Kalli geliyor ve Skibbe'yle teke tek konuşuyor... Bilgilerini aktarıyor. Herkesin görevi ayrı diyerek çekiliyor. Florya rahatlıyor.
Boekamp ve Ümit Davala gönderiliyor, Burak hoca göreve geliyor.
Lincoln'den bir anı
Florya'da şartlar değişince, Kalli'nin gölgesi tesislere düşünce Cassio Lincoln telaşla soruyor;
Yok yok.... Kalli alt yapının başında denince Lincoln başlıyor koşmaya...
Takım kendiliğinden rayına giriyor.
Şu gerçek de su yüzüne çıkıyor;
Kalli ve Burak Hoca geldikten sonra Florya'ya da renk geliyor.

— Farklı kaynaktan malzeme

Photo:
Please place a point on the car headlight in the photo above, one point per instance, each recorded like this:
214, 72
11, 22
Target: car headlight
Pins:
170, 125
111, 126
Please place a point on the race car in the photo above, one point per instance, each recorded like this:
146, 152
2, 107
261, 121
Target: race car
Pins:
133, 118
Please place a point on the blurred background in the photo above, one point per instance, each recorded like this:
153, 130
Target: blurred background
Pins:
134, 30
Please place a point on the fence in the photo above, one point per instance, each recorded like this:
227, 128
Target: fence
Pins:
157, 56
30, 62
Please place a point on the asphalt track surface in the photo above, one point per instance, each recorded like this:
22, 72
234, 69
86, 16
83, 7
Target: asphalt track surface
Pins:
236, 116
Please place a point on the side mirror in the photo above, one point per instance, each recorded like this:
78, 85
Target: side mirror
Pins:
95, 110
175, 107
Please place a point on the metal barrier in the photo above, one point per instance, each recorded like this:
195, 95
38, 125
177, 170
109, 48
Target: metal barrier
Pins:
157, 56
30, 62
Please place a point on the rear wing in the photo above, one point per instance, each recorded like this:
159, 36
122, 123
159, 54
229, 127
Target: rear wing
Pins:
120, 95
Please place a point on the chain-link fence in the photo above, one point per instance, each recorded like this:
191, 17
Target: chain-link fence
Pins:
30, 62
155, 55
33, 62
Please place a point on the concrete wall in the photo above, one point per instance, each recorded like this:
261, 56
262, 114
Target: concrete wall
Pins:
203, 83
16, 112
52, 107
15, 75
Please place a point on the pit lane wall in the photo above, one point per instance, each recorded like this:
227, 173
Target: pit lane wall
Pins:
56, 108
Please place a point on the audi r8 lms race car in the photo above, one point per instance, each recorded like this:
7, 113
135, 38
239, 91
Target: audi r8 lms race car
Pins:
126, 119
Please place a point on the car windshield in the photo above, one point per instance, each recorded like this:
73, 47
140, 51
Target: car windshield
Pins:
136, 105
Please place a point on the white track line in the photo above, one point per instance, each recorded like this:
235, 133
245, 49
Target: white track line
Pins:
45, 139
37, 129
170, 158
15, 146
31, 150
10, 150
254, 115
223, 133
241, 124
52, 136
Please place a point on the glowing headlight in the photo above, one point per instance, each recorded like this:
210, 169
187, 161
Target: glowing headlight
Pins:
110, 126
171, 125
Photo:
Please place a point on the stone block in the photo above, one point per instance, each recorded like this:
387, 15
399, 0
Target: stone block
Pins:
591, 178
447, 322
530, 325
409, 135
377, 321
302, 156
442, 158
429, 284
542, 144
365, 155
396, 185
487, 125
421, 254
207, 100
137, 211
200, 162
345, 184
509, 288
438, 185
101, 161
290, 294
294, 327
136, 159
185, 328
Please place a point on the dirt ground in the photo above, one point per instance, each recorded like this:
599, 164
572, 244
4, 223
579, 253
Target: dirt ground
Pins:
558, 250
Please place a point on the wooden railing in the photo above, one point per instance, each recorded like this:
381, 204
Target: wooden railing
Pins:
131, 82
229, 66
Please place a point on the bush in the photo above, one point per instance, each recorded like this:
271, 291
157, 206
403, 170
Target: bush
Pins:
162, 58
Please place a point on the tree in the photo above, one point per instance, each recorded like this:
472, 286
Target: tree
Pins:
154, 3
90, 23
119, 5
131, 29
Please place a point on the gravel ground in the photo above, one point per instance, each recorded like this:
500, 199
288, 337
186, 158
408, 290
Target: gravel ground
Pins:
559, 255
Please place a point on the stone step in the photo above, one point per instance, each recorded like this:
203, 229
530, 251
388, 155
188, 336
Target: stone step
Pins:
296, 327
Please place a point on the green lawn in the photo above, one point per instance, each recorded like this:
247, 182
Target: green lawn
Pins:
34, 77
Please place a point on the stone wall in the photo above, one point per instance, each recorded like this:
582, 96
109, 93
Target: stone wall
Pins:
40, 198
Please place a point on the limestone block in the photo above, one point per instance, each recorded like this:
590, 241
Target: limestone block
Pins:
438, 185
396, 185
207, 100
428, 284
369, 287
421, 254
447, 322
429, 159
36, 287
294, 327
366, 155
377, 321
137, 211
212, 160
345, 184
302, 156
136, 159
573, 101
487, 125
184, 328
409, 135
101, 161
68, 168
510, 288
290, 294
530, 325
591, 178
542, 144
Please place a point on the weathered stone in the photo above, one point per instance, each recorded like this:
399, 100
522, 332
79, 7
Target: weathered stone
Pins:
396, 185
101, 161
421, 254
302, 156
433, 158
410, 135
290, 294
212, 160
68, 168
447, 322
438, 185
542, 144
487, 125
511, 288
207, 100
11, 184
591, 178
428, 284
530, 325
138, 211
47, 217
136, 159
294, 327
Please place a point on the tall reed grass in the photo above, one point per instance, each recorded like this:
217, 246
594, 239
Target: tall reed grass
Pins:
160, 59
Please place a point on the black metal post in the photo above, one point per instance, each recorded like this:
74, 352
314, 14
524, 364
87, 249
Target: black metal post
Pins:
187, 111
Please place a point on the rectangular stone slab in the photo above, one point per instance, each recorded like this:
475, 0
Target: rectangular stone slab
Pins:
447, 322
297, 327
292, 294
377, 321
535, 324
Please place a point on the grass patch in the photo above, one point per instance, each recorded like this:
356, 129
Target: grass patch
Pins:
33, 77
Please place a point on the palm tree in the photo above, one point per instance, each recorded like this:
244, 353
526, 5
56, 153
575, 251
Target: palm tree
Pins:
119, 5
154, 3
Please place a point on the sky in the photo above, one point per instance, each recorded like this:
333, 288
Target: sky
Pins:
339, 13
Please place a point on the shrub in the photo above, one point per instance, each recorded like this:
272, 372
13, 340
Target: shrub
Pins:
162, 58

Kalli'nin gölgesi bile takıma kamçı!
İlk 6 haftanın değerlendirmesinde takımın puanı;10 üzerinden 4
6. haftadan sonraki puan; 10 üzerinden 8
Demek Galatasaray'ın ilk yarı puanı; 10 üzerinden 6
Bunda moral değerlerin önemi olduğu kadar sakatlıkların da geçmiş olması en büyük etken.
Galatasaray'ın yedek kulübesi iyi olursa bu oyununa da yansıyor, zira rekabet hızlanıyor.
Hocalar durumu şöyle özetliyor; Galatasaray gole koşan bir takım, bütün hatlarıyla savunması bile gol arıyor. Son haftalarda hep basamakları çıktık, hiç geri gitmedik, böyle giderse ikinci yarı Galatasaray tutulmaz!
Şakalaştık... Baros kafa çocuk. Koyu Antimetalistçi... Kura çekimi günü gözünü televizyondan ayırmadı, elindeki meyva suyuna takıldı... Arda-Lincoln-Baros gollerin ne hoş' dedim kafiyeyi anlamadı ama isimlerden durumu çaktı... Eliyle hat-trick yaptı. Fransızca anlaşabildik, lafa Yaser girdi; “rakibiz ama ondan gol koklamayı öğreniyorum
Baroş EURO 2004'ün Gol Kralı” dedi, Florya'daki havaya bayıldım... Baros tribünlerin sevgilisi olacak...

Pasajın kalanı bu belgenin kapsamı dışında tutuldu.